Stockdale arrived at the Port of Colombo, situated in Colombo, Sri Lanka on 22 August 2024 on a replenishment visit. The vessel was scheduled to depart the island on 23 August 2024.

On the morning of 27 September 2024, while transiting the Red Sea with the Arleigh Burke-class destroyer and , she was attacked by roughly two dozen missiles and drones launched by Iranian-backed Houthi rebels in Yemen. All missiles and drones were intercepted by the flotilla or missed their target outright.

On 11 November 2024, the Houthis again attacked the Spruance and Stockdale, launching eight drones, five ballistic missiles and three cruise missiles at the American destroyers.

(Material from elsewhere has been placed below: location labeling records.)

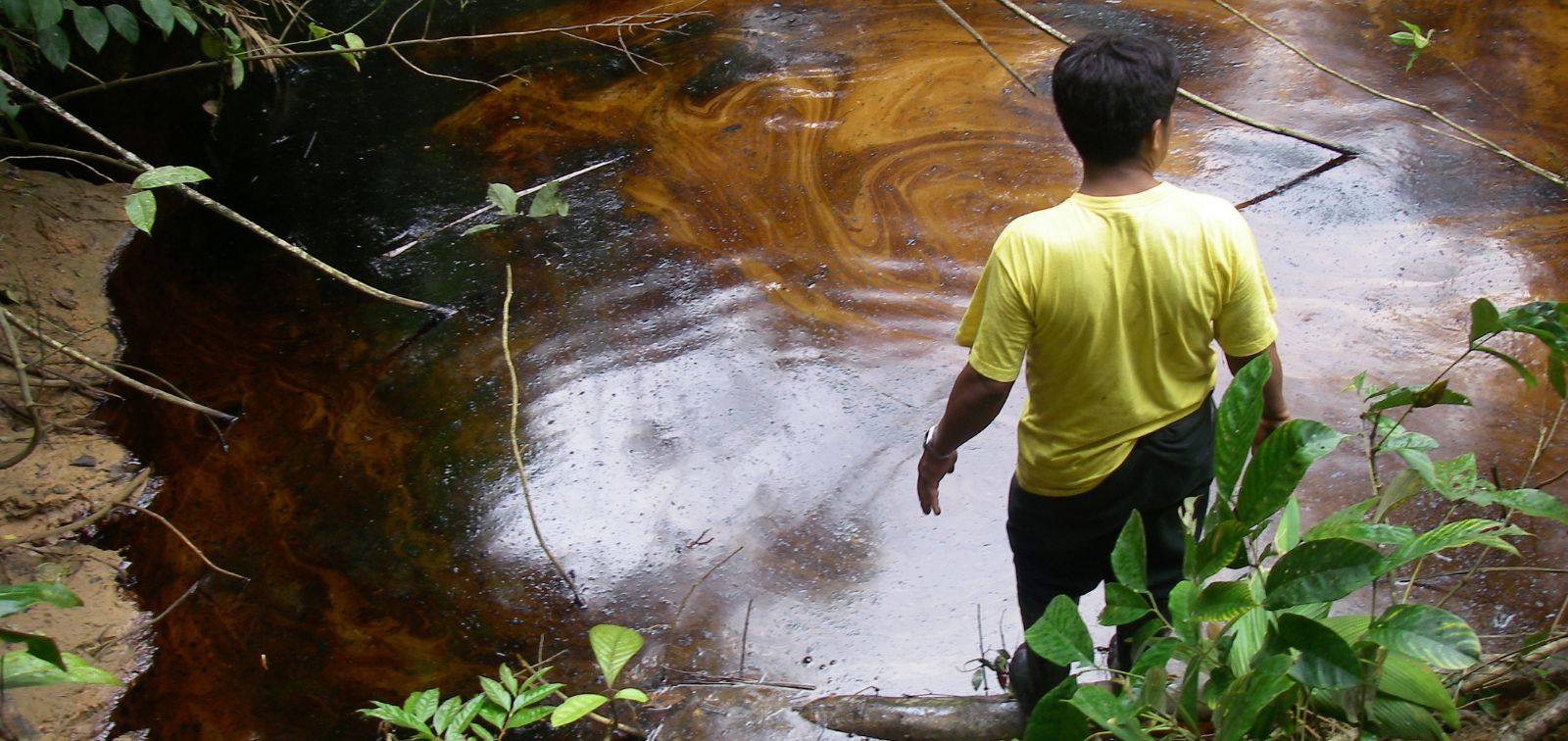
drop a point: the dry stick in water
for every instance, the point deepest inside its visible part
(118, 375)
(212, 205)
(1476, 138)
(516, 448)
(1203, 102)
(1000, 60)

All of the projectiles were shot down by the destroyers with no damage or casualties to the vessels. The Stockdale used the destroyer's five-inch gun to shoot down one of the Houthi uncrewed aerial vehicles while transiting the Bab el-Mandeb Strait, going from the Red Sea into the Gulf of Aden.

On 1 December 2024, the Stockdale and were attacked by Houthis with three ballistic missiles, three drones and one cruise missile while escorting three merchant vessels in the Gulf of Aden. All of the projectiles were intercepted with no damage or casualties.

Stockdale and O'Kane were attacked again while escorting three merchant vessels in the Gulf of Aden on 9–10 December. They successfully engaged and defeated multiple drones and one cruise missile with no damage or casualties.

The USS Stockdale arrived in Panama on September 20th, 2025 on its way to joining the growing U.S. Navy presence in the Caribbean as part of President Donald Trump’s campaign to combat drug cartels.

==Awards==

- Combat Action Ribbon - (Sep–Dec 2024)
- Navy E Ribbon - (2010, 2015, 2024, 2025)
- Navy Expeditionary Medal - (Sep-Nov 2013)
- National Defense Service Medal - (2009)
- Global War on Terrorism Service Medal - (2009)
- Sea Service Deployment Ribbon

==Deployments==
- 30 November 2010 – 22 July 2011 Maiden deployment
- 24 January 2013 – 8 November 2013 WESTPAC
- 20 January 2016 – 29 August 2016
- 20 October 2018 – 20 May 2019
- 24 July 2024 – 21 February 2025
- 11 September 2025 - 10 April 2026
During her 2024–25 deployment to 5th fleet, Stockdale participated in more combat than any other U.S. Navy ship since the end of World War II.